A “world-first” bid to launch a man into space using a helium balloon in Central Australia has been thwarted by poor weather conditions.
A space capsule carrying the astronaut was due to be launched on Tuesday morning from Alice Springs by Singaporean company GoSpace.
The 650-kilogram pod was to be attached to a helium balloon that would travel “to the edge of space”, at which point a chord joining the pair would be cut, deploying a parachute.
However, in a statement released this morning, the company said the project would not be going ahead “due to high jet stream winds”.
“We cannot put our people in harm’s way. The weather is non-negotiable and our focus must always be on ensuring flight safety,” the company said.
“We are equally disappointed but we do not see this episode as a ‘failure to launch’, rather, a necessary step towards impeccable flight safety.
A diagram of the space launch, which was due to take place in Alice Springs on Tuesday (Supplied: GoSpace)
“We have had many past flight tests that were affected by weather conditions and unfortunately, Mother Nature has the last say.”
The five-year project is now on hiatus, with a second launch attempt not expected for at least another six to twelve months.
Launch could be ‘the next space internet’
Lim Seng, a Singaporean businessman, self-funded the project and said while the launch had been approved by the Civil Aviation Safety Authority and NT Government, the Singapore Government was not as thrilled.
“We wanted to do this really as a national pride, but not so to compete with others,” he said.
“You cannot just depend on the government… You can do what you can do for the nation, rather than what the nation can do for you.
“The main thing is, we must not sit on our laurels.
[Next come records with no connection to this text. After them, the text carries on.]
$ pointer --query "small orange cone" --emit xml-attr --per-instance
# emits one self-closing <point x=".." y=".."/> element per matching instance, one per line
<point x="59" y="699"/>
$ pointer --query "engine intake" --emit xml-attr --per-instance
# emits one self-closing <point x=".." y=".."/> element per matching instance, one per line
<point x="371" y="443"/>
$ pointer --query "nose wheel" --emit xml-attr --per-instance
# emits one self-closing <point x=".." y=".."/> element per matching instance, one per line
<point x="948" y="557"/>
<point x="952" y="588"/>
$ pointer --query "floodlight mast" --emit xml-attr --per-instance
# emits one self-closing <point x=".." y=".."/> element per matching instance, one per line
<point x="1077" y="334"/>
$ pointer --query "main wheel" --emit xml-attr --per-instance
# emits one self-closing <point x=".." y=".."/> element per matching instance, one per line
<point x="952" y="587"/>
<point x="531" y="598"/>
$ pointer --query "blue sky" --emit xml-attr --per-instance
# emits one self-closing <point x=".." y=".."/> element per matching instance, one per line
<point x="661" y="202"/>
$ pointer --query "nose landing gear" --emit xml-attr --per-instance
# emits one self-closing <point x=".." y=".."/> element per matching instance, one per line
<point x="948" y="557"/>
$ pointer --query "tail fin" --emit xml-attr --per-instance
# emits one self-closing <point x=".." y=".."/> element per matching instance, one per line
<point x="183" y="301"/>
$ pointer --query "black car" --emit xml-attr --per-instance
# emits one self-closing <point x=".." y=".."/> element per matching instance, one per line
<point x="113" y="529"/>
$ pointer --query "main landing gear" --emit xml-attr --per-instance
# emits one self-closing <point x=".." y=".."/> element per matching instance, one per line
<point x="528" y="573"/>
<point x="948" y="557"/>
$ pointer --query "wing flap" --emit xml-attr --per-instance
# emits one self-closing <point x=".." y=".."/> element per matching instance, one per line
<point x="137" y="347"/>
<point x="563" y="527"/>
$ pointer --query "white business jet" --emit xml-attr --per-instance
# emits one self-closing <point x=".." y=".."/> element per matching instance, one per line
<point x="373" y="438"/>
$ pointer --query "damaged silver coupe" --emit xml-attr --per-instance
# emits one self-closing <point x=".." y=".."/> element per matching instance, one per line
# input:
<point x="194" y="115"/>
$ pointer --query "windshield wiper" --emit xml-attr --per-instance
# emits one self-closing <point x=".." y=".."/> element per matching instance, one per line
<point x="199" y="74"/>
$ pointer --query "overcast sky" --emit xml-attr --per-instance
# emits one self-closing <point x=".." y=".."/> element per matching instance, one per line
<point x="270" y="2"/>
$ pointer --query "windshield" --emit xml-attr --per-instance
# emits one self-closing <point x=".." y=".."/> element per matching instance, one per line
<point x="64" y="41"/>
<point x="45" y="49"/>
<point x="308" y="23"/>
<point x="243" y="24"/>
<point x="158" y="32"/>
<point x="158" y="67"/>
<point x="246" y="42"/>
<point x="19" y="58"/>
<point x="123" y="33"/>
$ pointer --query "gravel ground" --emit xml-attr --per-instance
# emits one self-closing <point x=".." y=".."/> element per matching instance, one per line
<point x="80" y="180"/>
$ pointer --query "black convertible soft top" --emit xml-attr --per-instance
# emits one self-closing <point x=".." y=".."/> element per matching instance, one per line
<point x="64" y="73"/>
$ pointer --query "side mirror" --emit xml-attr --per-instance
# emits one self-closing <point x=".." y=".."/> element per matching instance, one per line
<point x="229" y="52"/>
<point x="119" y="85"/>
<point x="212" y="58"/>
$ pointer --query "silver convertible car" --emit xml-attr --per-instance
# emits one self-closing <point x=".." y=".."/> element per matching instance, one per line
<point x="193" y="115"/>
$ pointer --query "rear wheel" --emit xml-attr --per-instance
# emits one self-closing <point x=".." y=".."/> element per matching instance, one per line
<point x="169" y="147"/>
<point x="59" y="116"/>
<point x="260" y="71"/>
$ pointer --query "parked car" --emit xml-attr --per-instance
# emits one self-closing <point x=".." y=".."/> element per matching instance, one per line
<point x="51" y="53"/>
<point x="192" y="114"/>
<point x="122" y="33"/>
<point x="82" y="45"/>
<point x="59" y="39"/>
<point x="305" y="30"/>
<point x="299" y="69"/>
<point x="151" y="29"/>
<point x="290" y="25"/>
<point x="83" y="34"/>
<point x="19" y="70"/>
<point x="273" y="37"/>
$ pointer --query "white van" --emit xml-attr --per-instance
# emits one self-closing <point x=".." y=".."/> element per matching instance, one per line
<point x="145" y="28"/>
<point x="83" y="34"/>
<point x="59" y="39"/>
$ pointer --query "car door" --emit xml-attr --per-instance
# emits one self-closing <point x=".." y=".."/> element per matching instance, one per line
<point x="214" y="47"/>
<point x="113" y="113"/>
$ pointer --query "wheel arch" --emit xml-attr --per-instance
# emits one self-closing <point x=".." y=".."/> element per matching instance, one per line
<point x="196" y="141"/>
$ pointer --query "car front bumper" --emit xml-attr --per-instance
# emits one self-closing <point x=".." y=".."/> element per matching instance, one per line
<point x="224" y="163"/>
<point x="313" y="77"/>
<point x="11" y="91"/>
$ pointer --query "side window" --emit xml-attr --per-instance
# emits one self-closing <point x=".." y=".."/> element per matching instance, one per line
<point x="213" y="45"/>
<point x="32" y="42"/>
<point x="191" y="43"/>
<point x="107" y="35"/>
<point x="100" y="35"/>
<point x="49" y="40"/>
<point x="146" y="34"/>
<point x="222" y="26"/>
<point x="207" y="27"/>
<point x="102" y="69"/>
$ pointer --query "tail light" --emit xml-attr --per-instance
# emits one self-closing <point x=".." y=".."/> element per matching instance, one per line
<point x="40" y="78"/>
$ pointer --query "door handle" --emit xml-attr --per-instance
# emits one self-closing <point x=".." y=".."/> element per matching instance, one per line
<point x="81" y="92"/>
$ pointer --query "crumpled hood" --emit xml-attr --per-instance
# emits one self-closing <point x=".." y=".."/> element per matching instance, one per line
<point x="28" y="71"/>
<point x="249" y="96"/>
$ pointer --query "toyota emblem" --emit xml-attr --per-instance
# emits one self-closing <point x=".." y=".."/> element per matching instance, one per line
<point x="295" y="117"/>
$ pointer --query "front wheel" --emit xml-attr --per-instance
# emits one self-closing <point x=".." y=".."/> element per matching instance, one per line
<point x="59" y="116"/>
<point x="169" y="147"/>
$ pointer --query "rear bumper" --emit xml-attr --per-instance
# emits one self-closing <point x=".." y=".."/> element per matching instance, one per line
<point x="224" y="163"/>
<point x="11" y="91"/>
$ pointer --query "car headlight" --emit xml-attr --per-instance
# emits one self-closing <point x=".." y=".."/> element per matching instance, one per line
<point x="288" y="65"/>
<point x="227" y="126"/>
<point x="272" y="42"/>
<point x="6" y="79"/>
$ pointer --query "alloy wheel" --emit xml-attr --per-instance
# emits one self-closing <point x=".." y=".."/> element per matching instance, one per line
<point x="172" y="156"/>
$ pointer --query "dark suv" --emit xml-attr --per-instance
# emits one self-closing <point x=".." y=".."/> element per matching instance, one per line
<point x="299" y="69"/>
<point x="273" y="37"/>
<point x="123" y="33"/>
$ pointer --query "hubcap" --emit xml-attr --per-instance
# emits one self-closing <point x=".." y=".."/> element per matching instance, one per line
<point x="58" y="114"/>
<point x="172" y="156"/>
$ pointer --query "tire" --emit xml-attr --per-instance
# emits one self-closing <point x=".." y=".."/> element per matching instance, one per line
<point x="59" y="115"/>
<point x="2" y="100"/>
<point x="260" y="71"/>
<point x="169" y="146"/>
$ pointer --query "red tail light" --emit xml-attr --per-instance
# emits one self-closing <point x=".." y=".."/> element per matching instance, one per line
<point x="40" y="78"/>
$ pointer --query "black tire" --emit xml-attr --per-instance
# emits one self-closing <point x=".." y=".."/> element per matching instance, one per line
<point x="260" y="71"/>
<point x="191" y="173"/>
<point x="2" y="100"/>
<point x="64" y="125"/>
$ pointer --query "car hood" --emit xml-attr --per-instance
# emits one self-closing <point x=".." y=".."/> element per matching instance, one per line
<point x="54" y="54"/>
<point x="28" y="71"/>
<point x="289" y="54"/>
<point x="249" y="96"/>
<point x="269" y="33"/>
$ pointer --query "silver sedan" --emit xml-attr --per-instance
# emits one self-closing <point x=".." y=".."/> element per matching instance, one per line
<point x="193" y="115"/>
We must always look to the future.”
Mr Seng believes the project could be “the future space internet”.
However, researchers will have to wait for better weather conditions before they can put their theory to the test.
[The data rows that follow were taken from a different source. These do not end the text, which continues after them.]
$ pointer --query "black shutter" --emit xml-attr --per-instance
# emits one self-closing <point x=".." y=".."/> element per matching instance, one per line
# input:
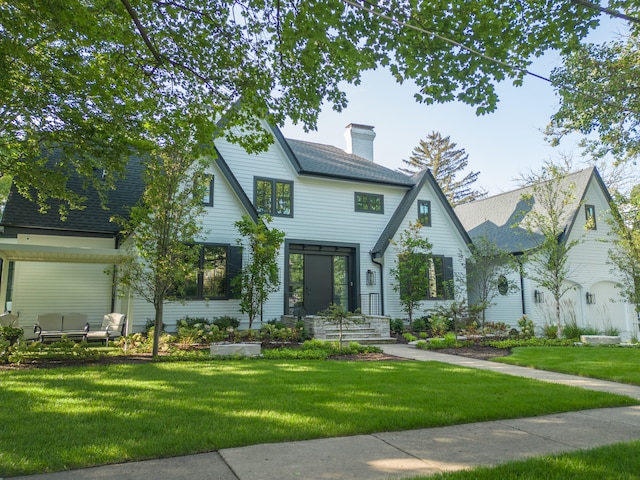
<point x="234" y="268"/>
<point x="447" y="273"/>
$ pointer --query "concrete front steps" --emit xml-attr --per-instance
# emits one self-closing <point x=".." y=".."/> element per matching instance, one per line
<point x="371" y="330"/>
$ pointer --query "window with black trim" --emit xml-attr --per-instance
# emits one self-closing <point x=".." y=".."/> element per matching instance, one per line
<point x="503" y="285"/>
<point x="273" y="197"/>
<point x="440" y="272"/>
<point x="207" y="196"/>
<point x="424" y="212"/>
<point x="590" y="217"/>
<point x="369" y="202"/>
<point x="212" y="276"/>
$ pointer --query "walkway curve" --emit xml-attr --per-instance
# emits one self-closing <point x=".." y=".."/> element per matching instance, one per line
<point x="409" y="351"/>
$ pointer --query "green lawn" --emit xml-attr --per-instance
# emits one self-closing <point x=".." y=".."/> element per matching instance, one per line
<point x="613" y="462"/>
<point x="618" y="364"/>
<point x="56" y="419"/>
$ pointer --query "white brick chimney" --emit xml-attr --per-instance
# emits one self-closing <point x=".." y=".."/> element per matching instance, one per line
<point x="360" y="140"/>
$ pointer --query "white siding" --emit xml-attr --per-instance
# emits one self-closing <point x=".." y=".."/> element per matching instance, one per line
<point x="445" y="240"/>
<point x="55" y="287"/>
<point x="324" y="212"/>
<point x="589" y="272"/>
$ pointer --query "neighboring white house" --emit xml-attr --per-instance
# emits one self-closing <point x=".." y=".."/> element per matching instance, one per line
<point x="594" y="299"/>
<point x="339" y="210"/>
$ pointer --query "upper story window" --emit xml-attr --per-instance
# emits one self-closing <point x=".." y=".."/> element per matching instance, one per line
<point x="211" y="278"/>
<point x="207" y="196"/>
<point x="424" y="212"/>
<point x="273" y="197"/>
<point x="590" y="216"/>
<point x="369" y="202"/>
<point x="440" y="273"/>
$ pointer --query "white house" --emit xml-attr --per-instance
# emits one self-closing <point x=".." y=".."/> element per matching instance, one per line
<point x="339" y="210"/>
<point x="594" y="299"/>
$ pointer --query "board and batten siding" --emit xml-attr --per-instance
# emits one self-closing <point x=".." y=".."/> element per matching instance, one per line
<point x="57" y="287"/>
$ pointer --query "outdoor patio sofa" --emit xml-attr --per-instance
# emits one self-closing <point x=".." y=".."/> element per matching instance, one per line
<point x="53" y="326"/>
<point x="113" y="326"/>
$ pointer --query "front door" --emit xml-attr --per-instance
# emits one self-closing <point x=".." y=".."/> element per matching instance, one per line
<point x="318" y="277"/>
<point x="318" y="284"/>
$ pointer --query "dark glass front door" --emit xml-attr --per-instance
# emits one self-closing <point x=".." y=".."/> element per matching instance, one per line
<point x="318" y="285"/>
<point x="318" y="278"/>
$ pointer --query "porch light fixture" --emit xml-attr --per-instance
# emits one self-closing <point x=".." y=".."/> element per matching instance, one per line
<point x="371" y="277"/>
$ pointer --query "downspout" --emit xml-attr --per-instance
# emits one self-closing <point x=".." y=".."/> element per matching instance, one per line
<point x="522" y="296"/>
<point x="3" y="283"/>
<point x="375" y="260"/>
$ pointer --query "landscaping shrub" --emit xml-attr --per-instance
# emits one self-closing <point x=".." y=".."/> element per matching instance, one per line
<point x="440" y="325"/>
<point x="571" y="330"/>
<point x="589" y="330"/>
<point x="449" y="341"/>
<point x="396" y="326"/>
<point x="612" y="331"/>
<point x="550" y="331"/>
<point x="409" y="337"/>
<point x="530" y="342"/>
<point x="419" y="325"/>
<point x="11" y="334"/>
<point x="150" y="325"/>
<point x="527" y="327"/>
<point x="226" y="322"/>
<point x="278" y="333"/>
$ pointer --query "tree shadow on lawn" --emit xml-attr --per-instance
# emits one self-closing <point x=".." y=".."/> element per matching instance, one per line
<point x="58" y="419"/>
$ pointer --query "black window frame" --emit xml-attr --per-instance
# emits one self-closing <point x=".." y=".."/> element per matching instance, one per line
<point x="274" y="182"/>
<point x="421" y="214"/>
<point x="358" y="206"/>
<point x="209" y="201"/>
<point x="233" y="268"/>
<point x="444" y="278"/>
<point x="590" y="217"/>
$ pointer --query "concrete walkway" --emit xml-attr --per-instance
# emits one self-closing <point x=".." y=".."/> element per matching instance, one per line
<point x="391" y="455"/>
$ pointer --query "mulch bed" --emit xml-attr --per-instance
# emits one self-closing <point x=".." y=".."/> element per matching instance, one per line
<point x="477" y="351"/>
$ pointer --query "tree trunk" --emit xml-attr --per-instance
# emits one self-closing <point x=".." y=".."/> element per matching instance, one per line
<point x="157" y="330"/>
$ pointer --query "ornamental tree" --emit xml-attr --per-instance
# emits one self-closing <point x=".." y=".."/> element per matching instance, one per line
<point x="261" y="275"/>
<point x="411" y="272"/>
<point x="487" y="273"/>
<point x="552" y="200"/>
<point x="624" y="254"/>
<point x="440" y="155"/>
<point x="92" y="77"/>
<point x="163" y="229"/>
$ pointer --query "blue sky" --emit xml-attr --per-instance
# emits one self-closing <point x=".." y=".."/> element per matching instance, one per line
<point x="501" y="145"/>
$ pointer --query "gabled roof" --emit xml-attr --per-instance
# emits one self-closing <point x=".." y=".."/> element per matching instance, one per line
<point x="315" y="159"/>
<point x="500" y="217"/>
<point x="20" y="212"/>
<point x="419" y="179"/>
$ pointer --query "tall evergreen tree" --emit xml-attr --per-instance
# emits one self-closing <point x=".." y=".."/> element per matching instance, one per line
<point x="91" y="76"/>
<point x="445" y="161"/>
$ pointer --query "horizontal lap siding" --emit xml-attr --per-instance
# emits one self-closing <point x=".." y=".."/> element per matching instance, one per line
<point x="445" y="240"/>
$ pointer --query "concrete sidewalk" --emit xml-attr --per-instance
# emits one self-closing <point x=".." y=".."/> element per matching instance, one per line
<point x="400" y="454"/>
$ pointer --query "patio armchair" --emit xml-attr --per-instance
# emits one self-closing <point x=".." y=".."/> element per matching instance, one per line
<point x="113" y="326"/>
“If we are imaginative enough… we can create a one belt, one road digital up there in space, to set up a brand new internet not connecting to the ground,” he said.
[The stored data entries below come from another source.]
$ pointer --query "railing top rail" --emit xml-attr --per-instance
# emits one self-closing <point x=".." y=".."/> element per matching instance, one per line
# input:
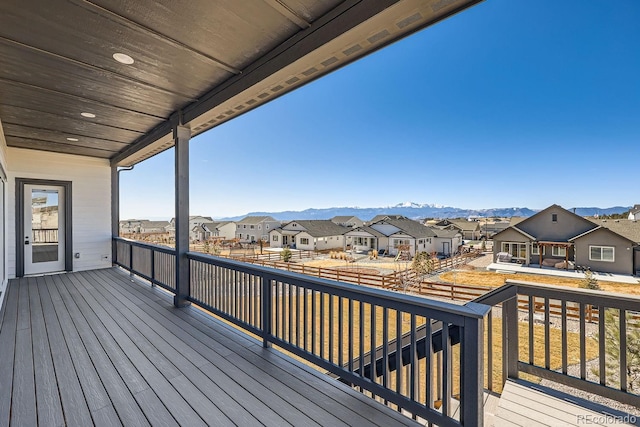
<point x="157" y="248"/>
<point x="345" y="288"/>
<point x="589" y="296"/>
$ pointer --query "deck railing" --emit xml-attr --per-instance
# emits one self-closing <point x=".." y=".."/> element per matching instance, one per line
<point x="331" y="324"/>
<point x="608" y="321"/>
<point x="152" y="262"/>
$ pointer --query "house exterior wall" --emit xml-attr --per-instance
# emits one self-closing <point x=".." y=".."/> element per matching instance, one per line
<point x="510" y="235"/>
<point x="329" y="242"/>
<point x="623" y="252"/>
<point x="275" y="243"/>
<point x="544" y="228"/>
<point x="3" y="217"/>
<point x="91" y="201"/>
<point x="227" y="231"/>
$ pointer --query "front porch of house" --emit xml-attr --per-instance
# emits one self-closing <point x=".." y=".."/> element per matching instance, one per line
<point x="98" y="348"/>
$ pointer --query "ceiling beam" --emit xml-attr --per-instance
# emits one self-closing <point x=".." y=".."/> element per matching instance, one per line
<point x="285" y="11"/>
<point x="95" y="68"/>
<point x="81" y="98"/>
<point x="131" y="23"/>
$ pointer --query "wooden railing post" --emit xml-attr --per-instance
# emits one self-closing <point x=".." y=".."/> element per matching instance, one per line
<point x="471" y="393"/>
<point x="266" y="296"/>
<point x="510" y="339"/>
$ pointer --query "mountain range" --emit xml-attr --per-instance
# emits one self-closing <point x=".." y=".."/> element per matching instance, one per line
<point x="417" y="211"/>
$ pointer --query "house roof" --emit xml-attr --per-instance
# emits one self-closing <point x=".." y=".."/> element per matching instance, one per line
<point x="445" y="233"/>
<point x="465" y="225"/>
<point x="516" y="220"/>
<point x="344" y="218"/>
<point x="254" y="219"/>
<point x="412" y="228"/>
<point x="196" y="62"/>
<point x="321" y="227"/>
<point x="629" y="229"/>
<point x="367" y="229"/>
<point x="154" y="224"/>
<point x="379" y="218"/>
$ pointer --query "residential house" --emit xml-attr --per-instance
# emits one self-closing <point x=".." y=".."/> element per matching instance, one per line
<point x="130" y="226"/>
<point x="489" y="229"/>
<point x="253" y="228"/>
<point x="194" y="220"/>
<point x="365" y="238"/>
<point x="223" y="230"/>
<point x="470" y="230"/>
<point x="153" y="226"/>
<point x="310" y="235"/>
<point x="556" y="236"/>
<point x="348" y="221"/>
<point x="402" y="231"/>
<point x="447" y="241"/>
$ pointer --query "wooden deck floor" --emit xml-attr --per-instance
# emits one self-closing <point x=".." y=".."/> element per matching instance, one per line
<point x="96" y="348"/>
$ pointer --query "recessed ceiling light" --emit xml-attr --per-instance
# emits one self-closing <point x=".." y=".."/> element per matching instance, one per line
<point x="123" y="58"/>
“Look at it as a fifth dimension platform and then it will encourage many other people to come on and put application on this stratospheric balloon platform.”
What does it take to be a spaceman?
Around 150 candidates stepped forward to “risk their lives” for the mission, the company said.
Yip Chuang Syn, a pilot who has been flying with the Singapore Armed Forces (SAF) for 20 years, was ultimately picked as “spaceman”.
To take out the prized position, candidates were carefully vetted and put to the test through a series of physical and mental challenges, including parafoil jumping and diving exercises.
“He is so composed and so understanding, and I really believe of 150 people we have found the right guy,” Mr Seng said.
“[He has] the right mind, the right heart and the right guts to do this.”
Mr Seng conceded he was “probably crazy” for going ahead with the mission.
But he believes the project is more than just hot air.
“Of course I do [believe I will succeed], if not I would not do it,” he said.